Prediction: In 10 years you’ll be glad you bought these winners

Prediction: In 10 years you’ll be glad you bought these winners

3 minutes, 28 seconds Read

Ten years sounds like an eternity, until suddenly it doesn’t anymore. A decade lens helps you ignore noise and focus on what drives wealth: steady demand, pricing power, and leaders who reinvest cash wisely. It also forces patience, something most investors lack. You can get through a recession, an interest rate cycle, and some nasty surprises in a decade, but only if you have a business that keeps improving while you wait. So let’s take a look at some Canadian stocks that are doing just that.

C.P

Canadian Pacific Kansas City (TSX:CP) seems relevant now as trade routes across North America continue to shift and rail still moves heavy freight cheaply. CP operates a network connecting Canada, the US and Mexico, giving it a rare single-company corridor for cross-border shipments. Canadian stocks haven’t felt stable lately, with prices down about 15% over the past year. Such a decline could deter merchants even as the network continues to gain density and efficiency.

Recent results show that progress has been made in implementation. In the third quarter of 2025, CP generated total revenue of $3.7 billion and grew diluted earnings per share (EPS) to $1.01, while core adjusted earnings per share (EPS) reached $1.10. It also improved efficiency, with a core-adjusted operating ratio of 60.7%. It currently trades at about 21.4 times forward earnings, and 19 times forward earnings. If manufacturing routes between Mexico and the US continue to expand, CP could benefit, but freight recessions, labor disputes and border friction, or weaker industrial demand could reduce pricing power.

CSU

Constellation software (TSX:CSU) matters now because it often thrives when the markets feel cluttered. CSU buys niche, mission-critical software companies and then runs them all with a decentralized playbook for the long term. The Canadian stock has taken a beating lately since longtime CEO and founder Mark Leonard stepped down. Today, Canadian stocks are down about 22% year to date, and 44% over the past year. That kind of decline feels terrible right now, but it could still create opportunities if fundamentals continue to improve and management maintains discipline.

The fundamentals still look vibrant. In the third quarter of 2025, CSU’s revenue grew 16% year over year to $3 billion and net income attributable to common shareholders increased to $210 million, or $9.89 per diluted share. It also reported free cash flow available to shareholders of $529 million, up 46% from a year earlier. Today it trades at about 58 times earnings, and 17 times forward earnings. That gap suggests future earnings growth, but CSU could stumble if it overpays for acquisitions or if deal competition increases. Still, today’s investors can get a solid deal if Canadian stocks recover.

BEP

Brookfield Renewable Partners (TSX:BEP.UN) seems timely as energy demand continues to rise and electrification continues to spread to transportation and data centers. BEP.UN owns and operates sustainable assets, with hydropower as a key anchor, and also develops new projects. The unit price has grown in line with interest rates, but at the time of writing the shares are already up 5% this year and 27% last year. When prices move quickly, this Canadian stock can feel like a yo-yo, so you need a long horizon and a clear thesis.

The cash picture remains the real story. In the third quarter of 2025, Brookfield Renewable reported funds from operations (FFO) of $302 million, or $0.46 per unit, up 10% year over year. Accounting income can fluctuate, so investors often lean on FFO and distributions instead.
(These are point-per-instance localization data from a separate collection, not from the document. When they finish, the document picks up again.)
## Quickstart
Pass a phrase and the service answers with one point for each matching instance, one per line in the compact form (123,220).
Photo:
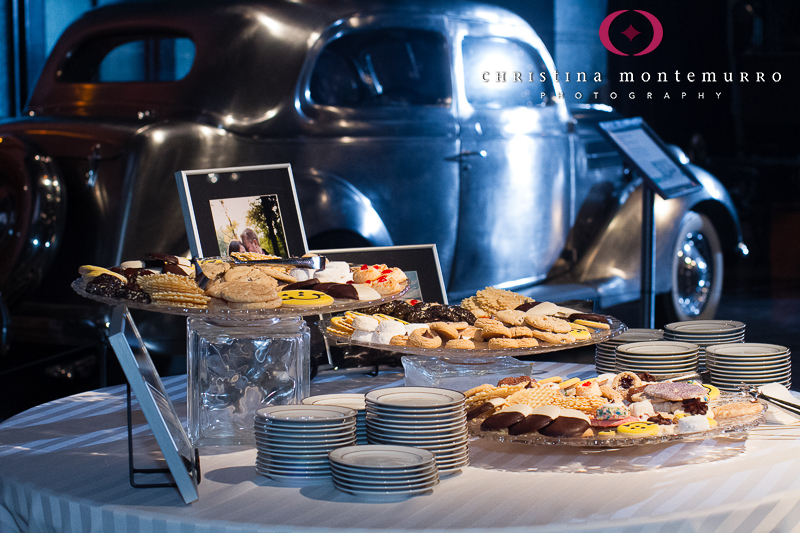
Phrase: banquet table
(64,467)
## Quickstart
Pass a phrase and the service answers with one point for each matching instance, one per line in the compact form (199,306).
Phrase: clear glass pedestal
(238,367)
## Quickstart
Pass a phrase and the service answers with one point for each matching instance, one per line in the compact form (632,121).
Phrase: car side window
(131,58)
(484,57)
(386,67)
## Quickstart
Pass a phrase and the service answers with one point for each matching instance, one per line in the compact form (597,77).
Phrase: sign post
(663,174)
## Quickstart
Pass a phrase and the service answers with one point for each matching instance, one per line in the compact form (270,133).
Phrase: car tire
(696,273)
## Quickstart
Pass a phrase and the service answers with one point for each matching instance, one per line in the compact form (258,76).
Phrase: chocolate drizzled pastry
(660,420)
(112,287)
(695,406)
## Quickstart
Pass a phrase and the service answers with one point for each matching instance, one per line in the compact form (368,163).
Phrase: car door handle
(466,153)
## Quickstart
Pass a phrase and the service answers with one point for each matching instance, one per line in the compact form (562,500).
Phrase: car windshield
(130,58)
(383,67)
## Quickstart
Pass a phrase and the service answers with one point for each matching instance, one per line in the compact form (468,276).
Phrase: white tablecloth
(63,467)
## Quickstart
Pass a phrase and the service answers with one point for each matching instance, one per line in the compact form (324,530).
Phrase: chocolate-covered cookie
(502,420)
(529,424)
(342,290)
(506,418)
(570,423)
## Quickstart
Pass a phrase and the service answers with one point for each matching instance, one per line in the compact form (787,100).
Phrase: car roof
(248,54)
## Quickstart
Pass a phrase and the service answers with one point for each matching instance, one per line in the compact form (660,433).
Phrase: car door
(515,197)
Fund data shows an annual dividend of about $2.04 per unit, a yield of about 5.2%, which helps while you wait. Future benefit could come from project completion and better financing conditions, while drought, permitting delays and debt burdens could pinch.

In short

If you want a 2036-friendly mix, these three Canadian stocks cover a lot of ground without forcing you to chase the next shiny thing. CP can expand thanks to route density and ruthless efficiency. CSU can keep buying small software money machines and turning them into bigger ones. BEP.UN can drive the long runway for clean energy and grid upgrades while paying you to wait. None of this guarantees wins, and you should expect awkward stretches, but patient owners often deserve the reward.